Tone deaf women’s department trolls women


The Department of Women doesn’t have a stellar reputation to begin with. And on Thursday it went some way towards cementing that reputation for failing the people it’s meant to serve by wading into the debate Marie Claire’s controversial “In Her Shoes” campaign with a tone-deaf tweet.

The August campaign features 18 male celebrities wearing high heels, ostensibly to feel what it is like to be a woman and to stand up against gender-based violence.

One of the celebrities profiled in the spread is 5FM DJ Euphonik, who was charged with domestic abuse by then girlfriend Bonang Matheba just a few years ago.

Focusing specifically on Bonang and Euphonik’s case, on Thursday morning the Department of Women asked what should be done with women who withdraw cases of domestic abuse after pressing charges.

Tweeple immediately pointed out the victim blaming tone of the tweets and the fact that dropping abuse charges does not mean that the abuse never happened.

But the department wasn’t backing down.

And then insisted it was just asking an innocent question.

No doubt this will all be brushed off with a claim that it was all in the interest in spurring debate and spreading knowledge, or some such.

This is not the first time the Department of Women has alienated women with their warped views.
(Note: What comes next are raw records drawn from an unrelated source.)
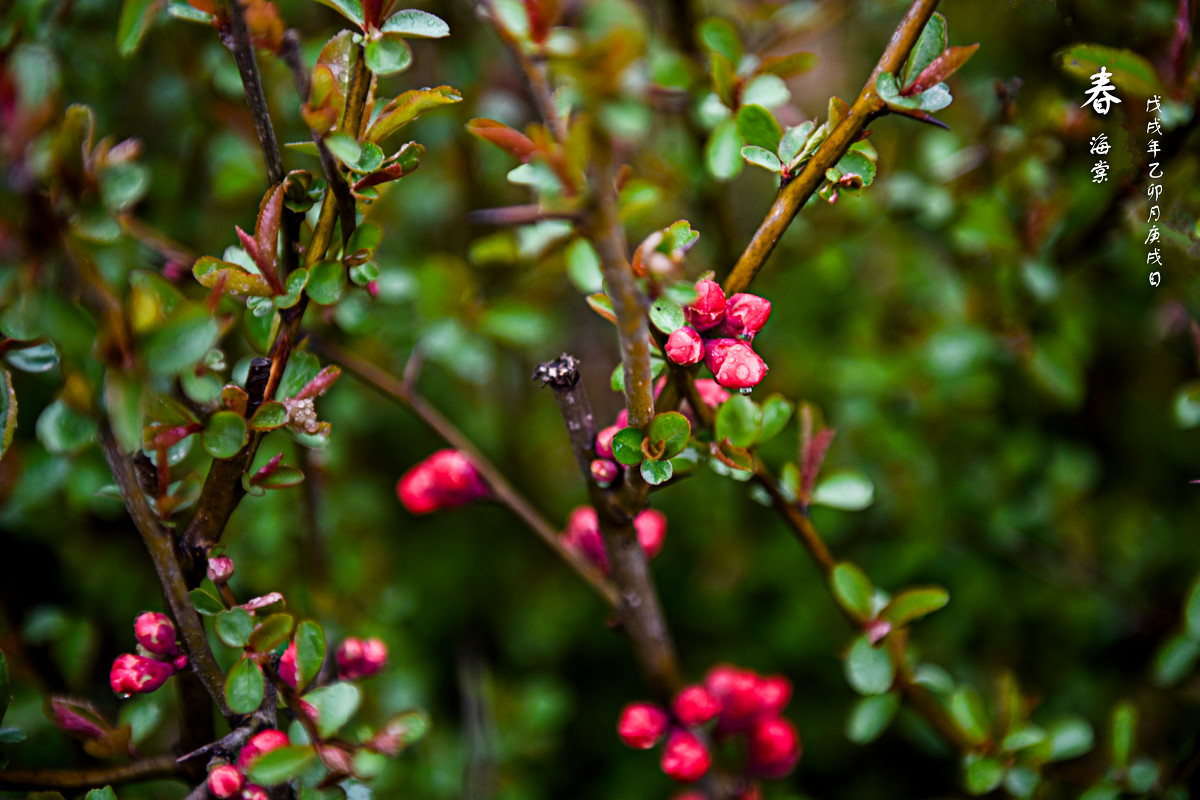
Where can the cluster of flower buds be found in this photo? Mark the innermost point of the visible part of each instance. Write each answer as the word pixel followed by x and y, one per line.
pixel 731 702
pixel 444 480
pixel 720 332
pixel 229 780
pixel 582 535
pixel 156 660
Last year at the launch of 16 Days of Activism against the abuse of women and children, Minister Susan Shabangu silently nodded when a fellow speaker said that feminism is unAfrican and women must submit to their husbands.
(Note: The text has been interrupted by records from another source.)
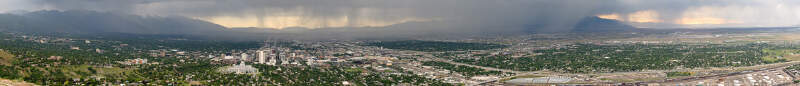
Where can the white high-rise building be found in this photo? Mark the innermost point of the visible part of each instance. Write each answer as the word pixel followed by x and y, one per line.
pixel 261 57
pixel 244 56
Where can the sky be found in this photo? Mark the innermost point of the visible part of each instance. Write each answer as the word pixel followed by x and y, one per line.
pixel 446 15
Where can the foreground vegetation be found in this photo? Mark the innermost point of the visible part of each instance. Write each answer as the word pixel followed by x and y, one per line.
pixel 463 70
pixel 588 58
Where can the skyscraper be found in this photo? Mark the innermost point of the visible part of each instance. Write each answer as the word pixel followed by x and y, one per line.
pixel 244 56
pixel 261 57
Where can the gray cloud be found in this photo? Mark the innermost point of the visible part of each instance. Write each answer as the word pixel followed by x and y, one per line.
pixel 464 17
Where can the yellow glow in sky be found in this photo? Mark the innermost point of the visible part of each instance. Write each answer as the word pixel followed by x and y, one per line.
pixel 647 16
pixel 702 15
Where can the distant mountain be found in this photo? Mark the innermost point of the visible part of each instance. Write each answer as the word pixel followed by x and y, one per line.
pixel 597 24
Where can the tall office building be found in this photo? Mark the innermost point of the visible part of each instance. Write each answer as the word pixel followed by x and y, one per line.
pixel 244 56
pixel 261 57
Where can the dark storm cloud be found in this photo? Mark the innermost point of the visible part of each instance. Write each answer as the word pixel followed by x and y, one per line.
pixel 456 17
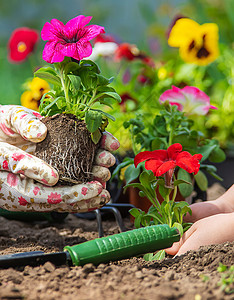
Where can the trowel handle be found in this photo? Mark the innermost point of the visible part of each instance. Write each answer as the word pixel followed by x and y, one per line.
pixel 123 245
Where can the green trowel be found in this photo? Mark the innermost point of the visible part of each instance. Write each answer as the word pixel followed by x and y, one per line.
pixel 101 250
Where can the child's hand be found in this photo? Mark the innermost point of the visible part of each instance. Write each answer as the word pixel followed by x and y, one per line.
pixel 215 229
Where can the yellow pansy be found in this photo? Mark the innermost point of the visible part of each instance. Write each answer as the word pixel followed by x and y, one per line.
pixel 36 88
pixel 197 43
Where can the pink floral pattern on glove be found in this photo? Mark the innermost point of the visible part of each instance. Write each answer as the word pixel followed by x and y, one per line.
pixel 54 198
pixel 22 201
pixel 12 179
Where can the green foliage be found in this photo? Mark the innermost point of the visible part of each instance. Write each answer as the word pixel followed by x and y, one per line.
pixel 168 212
pixel 227 278
pixel 79 89
pixel 168 127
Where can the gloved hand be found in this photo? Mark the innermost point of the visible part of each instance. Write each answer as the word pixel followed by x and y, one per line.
pixel 20 129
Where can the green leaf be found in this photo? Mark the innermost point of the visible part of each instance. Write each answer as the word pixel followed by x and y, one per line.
pixel 137 221
pixel 109 95
pixel 104 113
pixel 90 65
pixel 217 155
pixel 207 149
pixel 93 120
pixel 53 102
pixel 49 75
pixel 158 143
pixel 131 173
pixel 201 181
pixel 75 81
pixel 179 227
pixel 184 188
pixel 163 191
pixel 148 256
pixel 95 136
pixel 71 67
pixel 127 161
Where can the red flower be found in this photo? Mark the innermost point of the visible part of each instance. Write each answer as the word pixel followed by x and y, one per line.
pixel 21 44
pixel 162 161
pixel 126 51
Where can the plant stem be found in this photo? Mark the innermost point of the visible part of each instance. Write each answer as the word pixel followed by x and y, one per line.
pixel 65 88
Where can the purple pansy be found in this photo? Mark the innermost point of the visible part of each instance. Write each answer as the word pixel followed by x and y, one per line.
pixel 70 40
pixel 190 99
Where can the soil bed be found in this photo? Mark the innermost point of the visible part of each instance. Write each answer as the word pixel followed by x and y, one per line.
pixel 191 276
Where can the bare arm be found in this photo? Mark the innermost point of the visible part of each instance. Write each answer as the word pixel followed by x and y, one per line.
pixel 215 229
pixel 223 204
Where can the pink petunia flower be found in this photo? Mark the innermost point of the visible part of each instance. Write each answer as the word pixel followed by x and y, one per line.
pixel 54 198
pixel 71 40
pixel 6 130
pixel 22 201
pixel 190 99
pixel 36 190
pixel 5 165
pixel 21 44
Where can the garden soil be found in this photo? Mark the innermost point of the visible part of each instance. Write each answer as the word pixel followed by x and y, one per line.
pixel 191 276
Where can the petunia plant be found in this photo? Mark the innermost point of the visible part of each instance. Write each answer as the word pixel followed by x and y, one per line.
pixel 173 125
pixel 79 88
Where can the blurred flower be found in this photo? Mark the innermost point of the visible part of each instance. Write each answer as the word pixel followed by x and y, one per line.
pixel 127 51
pixel 21 43
pixel 104 38
pixel 197 43
pixel 70 40
pixel 103 49
pixel 190 99
pixel 131 52
pixel 36 88
pixel 126 76
pixel 162 73
pixel 175 19
pixel 104 45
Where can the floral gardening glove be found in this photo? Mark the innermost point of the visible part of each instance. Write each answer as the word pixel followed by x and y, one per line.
pixel 20 129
Will South African women ever get the representation they need from government? Let us know your thoughts in the comments below.

– Featured image via Wikimedia Commons.


  1. The department of Women is a nikampoop of a department. I do not understand their mandate? To promote gender equality? They can’t even do it during women’s month!?

  2. I think it was a legitimate question…. Women sometimes accuse falsely and innocent men lose their reputation. Why is it not a fair question to ask on social media?

    • There is a difference between laying a charge against someone and then dropping the charge – either because you have reconciled with the person, been threatened by the person or pressured by other people into dropping the charges, or are afraid of or incapable of pursuing further legal action – and laying false charges against someone. Just because a person chooses not to pursue legal action, does not mean that there was no case to answer. The tone of the department of women’s tweet implied that a person who lays charges and then drops them – something any citizen is legally entitled to do – is in the wrong.